Making renewables work for Queensland workers, families and communities
Published Tuesday, 10 August, 2021 at 02:52 PM
Minister for Energy, Renewables and Hydrogen and Minister for Public Works and Procurement
The Honourable Mick de Brenni
Queensland communities will be the first in the nation to be asked how they want the multi-billion dollar renewable energy sector to benefit their families, jobs and regions.
Minister for Energy, Renewables and Hydrogen Mick de Brenni today launched public consultation to collect community feedback on Queensland’s renewable energy zones (QREZs).
Support for renewables is a key part of the Palaszczuk Government’s plan for economic recovery from the global coronavirus pandemic.
“This will be the first time in the nation that communities will be able to have their say on how renewable projects and energy infrastructure within the QREZ are developed to benefit them, their family, and their community,” Mr de Brenni said.
“We will ensure that QREZs are developed in a way that maximises community benefits and economic outcomes.
“This consultation paper outlines principles for engagement, sharing benefits with communities and delivering local jobs and local procurement in QREZ.
“It seeks to understand what local communities, small business, manufacturers and renewables and hydrogen project developers view as important in the development of Queensland’s renewable energy zones and how to deliver lasting, meaningful benefits for communities and workers.
“This will ensure community views and genuine local benefits are front and centre in the development process for QREZ.”
Clean Energy Council chief executive Kane Thornton said Queensland’s renewable energy zones offered massive opportunities.
“The QREZ approach has enormous potential to accelerate renewable energy deployment across regional Queensland and deliver significant jobs and economic opportunities,” Mr Thornton said.
“It’s crucial that the voice of the community is central in getting the design of QREZ right and we welcome this important consultation.
Mr de Brenni said the public consultation would be followed by a technical paper later in the year, for feedback from industry and other energy stakeholders on the framework for QREZ design and access.

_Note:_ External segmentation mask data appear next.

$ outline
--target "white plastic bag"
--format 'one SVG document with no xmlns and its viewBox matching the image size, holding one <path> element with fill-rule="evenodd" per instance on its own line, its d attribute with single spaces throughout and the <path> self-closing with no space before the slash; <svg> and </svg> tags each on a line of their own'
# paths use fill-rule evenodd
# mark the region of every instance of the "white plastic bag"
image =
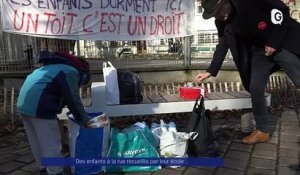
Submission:
<svg viewBox="0 0 300 175">
<path fill-rule="evenodd" d="M 187 151 L 187 141 L 198 136 L 196 132 L 173 132 L 167 131 L 160 136 L 160 155 L 162 157 L 185 157 Z"/>
<path fill-rule="evenodd" d="M 103 63 L 103 78 L 106 87 L 106 103 L 109 105 L 119 104 L 120 92 L 117 69 L 109 61 Z"/>
</svg>

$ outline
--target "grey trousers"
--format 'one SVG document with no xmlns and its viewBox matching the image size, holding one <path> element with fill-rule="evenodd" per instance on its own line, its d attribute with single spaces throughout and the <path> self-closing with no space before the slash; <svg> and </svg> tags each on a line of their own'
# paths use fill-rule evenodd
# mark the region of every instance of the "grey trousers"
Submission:
<svg viewBox="0 0 300 175">
<path fill-rule="evenodd" d="M 274 131 L 277 119 L 267 109 L 264 92 L 269 76 L 276 66 L 280 66 L 295 86 L 300 87 L 300 56 L 282 50 L 273 57 L 266 57 L 263 48 L 253 49 L 250 82 L 252 110 L 256 128 L 268 133 Z"/>
<path fill-rule="evenodd" d="M 22 116 L 29 145 L 35 160 L 40 164 L 43 157 L 63 157 L 61 136 L 56 119 L 40 119 Z M 46 167 L 48 174 L 57 174 L 63 167 Z"/>
</svg>

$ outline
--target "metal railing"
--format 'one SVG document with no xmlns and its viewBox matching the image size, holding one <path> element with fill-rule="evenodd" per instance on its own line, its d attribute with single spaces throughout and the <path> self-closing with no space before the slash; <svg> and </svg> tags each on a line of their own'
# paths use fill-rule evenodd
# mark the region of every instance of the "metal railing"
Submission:
<svg viewBox="0 0 300 175">
<path fill-rule="evenodd" d="M 216 31 L 205 32 L 216 33 Z M 199 43 L 202 40 L 193 39 L 198 35 L 147 41 L 78 40 L 74 41 L 72 52 L 91 62 L 97 60 L 101 64 L 103 61 L 112 61 L 126 68 L 139 65 L 156 67 L 156 65 L 164 64 L 188 67 L 193 64 L 194 60 L 211 59 L 218 41 L 214 37 L 209 40 L 210 42 L 205 40 L 205 43 Z M 10 33 L 1 33 L 1 36 L 0 72 L 24 72 L 38 66 L 36 63 L 41 48 L 40 38 Z M 59 41 L 62 40 L 57 42 Z M 231 59 L 230 53 L 227 58 Z M 164 62 L 161 63 L 161 60 Z M 96 70 L 99 69 L 101 66 L 96 68 Z"/>
</svg>

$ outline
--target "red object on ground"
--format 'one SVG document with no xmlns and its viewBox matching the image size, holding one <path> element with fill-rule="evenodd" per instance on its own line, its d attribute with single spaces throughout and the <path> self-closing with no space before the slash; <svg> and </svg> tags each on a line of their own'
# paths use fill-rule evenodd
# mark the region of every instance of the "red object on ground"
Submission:
<svg viewBox="0 0 300 175">
<path fill-rule="evenodd" d="M 207 98 L 207 90 L 202 87 L 179 87 L 179 96 L 183 99 L 197 99 L 200 95 Z"/>
</svg>

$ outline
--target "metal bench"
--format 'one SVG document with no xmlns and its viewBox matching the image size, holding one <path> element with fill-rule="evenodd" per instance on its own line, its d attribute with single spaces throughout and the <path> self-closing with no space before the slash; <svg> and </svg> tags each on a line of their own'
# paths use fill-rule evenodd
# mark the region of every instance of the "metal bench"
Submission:
<svg viewBox="0 0 300 175">
<path fill-rule="evenodd" d="M 271 104 L 271 95 L 265 95 L 267 105 Z M 105 83 L 95 82 L 91 87 L 91 106 L 86 107 L 88 112 L 105 112 L 109 117 L 129 115 L 151 115 L 165 113 L 192 112 L 194 100 L 183 100 L 178 94 L 161 94 L 144 96 L 140 104 L 107 105 L 105 101 Z M 212 111 L 234 110 L 252 108 L 250 94 L 246 91 L 235 92 L 211 92 L 205 99 L 205 108 Z M 66 119 L 64 109 L 59 115 L 60 119 Z"/>
</svg>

“The Palaszczuk Government is committed to creating jobs in new and existing decarbonised industries as part of our COVID-19 economic recovery plan,” Mr de Brenni said.
“To do that we need to deliver them the reliable, affordable and renewable energy to enable more job creation throughout the regions.
“Our renewable energy zones will do just that.
“It’s likely that the Queensland economy will require three times the current amount of energy in coming decades to ensure we can decarbonise existing industries and grow our economy.”
The online survey is open until 30 September 2021.
The Northern QREZ is rich in renewable resources with some of the best untapped wind in the country. It covers 22 Local Government Areas to the north of Mackay and surrounding areas, up to Townsville and Cairns and extending north.
As part of the registration of interest held last year, 53 projects registered interest in the Northern QREZ representing over $23B of potential investment.
The Central QREZ is currently the energy powerhouse of Queensland with significant long-term hydrogen potential. It covers 14 Local Government Areas in the areas surrounding Rockhampton, Gladstone, and Bundaberg. It is home to large energy producers and demand through its industrial processing facilities, like the Boyne Island aluminium smelter.
As part of the registration of interest held last year, 67 renewable projects registered interest in the Central QREZ representing over $39B of potential investment.
The Southern QREZ has a diverse mix of industries and communities and covers 12 regional Local Government Areas in the south-west and includes Toowoomba, Warwick and Dalby.
As part of the registration of interest held last year, more than 72 projects registered interest in the Southern QREZ representing over $30B of potential investment.
The region’s strong wind and solar resources mean the Southern QREZ has already seen significant growth in renewable energy generation.
It is already host to 16 large-scale committed wind and solar projects, including the state’s largest operating wind farm, Coopers Gap, at 453MW, soon to be overtaken by the 1026MW MacIntyre Wind Farm.